Impossibile non dedicare spazio durante questi giorni di intensi dibattiti sulle profonde sfaccettature del giornalismo ai reportage in zone di conflitto. Ad animare questo panel discussion ci sono tre ospiti d’eccezione che raccontano la guerra vissuta in prima persona da giornalista e reporter: Ugo Tramballi, inviato speciale de “Il Sole 24ore”, Ruhi Hamid documentarista della BBC e Laith Mushtaq cameramen della Tv araba “Al Jazeera”.

Hamid realizza i suoi documentari cercando un punto, un particolare su cui focalizzare l’attenzione. Dopo lo tsunami in Indonesia, per esempio,ha incentrato un cortometraggio, che mostra orgogliosa durante l’incontro, su una moschea rimasta stranamente intatta durante il maremoto. La giornalista cerca di mimetizzarsi nelle situazioni, di percepire la sensibilità della gente comune, sfruttando la sua anomala condizione: una donna pakistana, emancipata, che lavora in Inghilterra.” Nel mondo arabo sono considerata come un “grande uomo”-spiega- ho un accesso particolare nel mondo degli uomini e allo stesso in quello delle donne, spesso molto più inaccessibile”.

Toccante il video mostrato dal cameramen di Al Jazeera che mostra la battaglia a Falluja, in Iraq. Mushtaq riprende con fermezza e coraggio le atrocità, le storie e i volti di iracheni e marines americani che combattono nell’incomunicabilità. Testimonianze toccanti e affascinanti allo stesso tempo per tanti giovani che aspirano a diventare inviati speciali.

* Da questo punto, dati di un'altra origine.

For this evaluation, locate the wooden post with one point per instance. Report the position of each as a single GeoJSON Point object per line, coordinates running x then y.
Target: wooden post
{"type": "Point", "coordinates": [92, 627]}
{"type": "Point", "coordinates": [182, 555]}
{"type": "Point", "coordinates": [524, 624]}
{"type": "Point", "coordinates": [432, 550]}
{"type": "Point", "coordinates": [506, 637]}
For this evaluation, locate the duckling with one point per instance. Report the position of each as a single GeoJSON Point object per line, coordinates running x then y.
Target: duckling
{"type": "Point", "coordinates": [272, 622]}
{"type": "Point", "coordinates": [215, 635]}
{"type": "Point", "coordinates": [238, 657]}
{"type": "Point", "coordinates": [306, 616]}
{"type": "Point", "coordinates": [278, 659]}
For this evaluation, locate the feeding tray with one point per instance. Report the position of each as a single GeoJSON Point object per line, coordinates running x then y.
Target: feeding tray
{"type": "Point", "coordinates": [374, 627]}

Ugo Tramballi è uno dei pochissimi esemplari in questa specie in via di estinzione, uno stendardo di un giornalismo che ormai appartiene al passato, “un uomo del XX secolo”come lui stesso ama definirsi. “I giornali cartacei sono destinati a scomparire- spiega in una chiacchierata privata- sopravviveranno solo un paio in ogni nazione, come un pezzo di storia passata da preservare. I contenuti mediatici stanno abbandonando la stampa spostandosi porgressivamente sul web dove non c’è controllo ma anche più democraticità”. Tramballi si allontana con una riflessione che ci proietta in un futuro positivo: “Sarete voi giovani a  determinare l’evoluzione del giornalismo che si avvia verso un inequivocabile miglioramento aiutato dal supporto delle tecnologie”. Parole incoraggianti, un invito alla sperimentazione in un contesto informativo che vive una fase di transizione. Sopratutto parole credibili di chi, formato nel “old style” del giornalismo, assisterà allo spettacolo dell’evoluzione del giornalismo.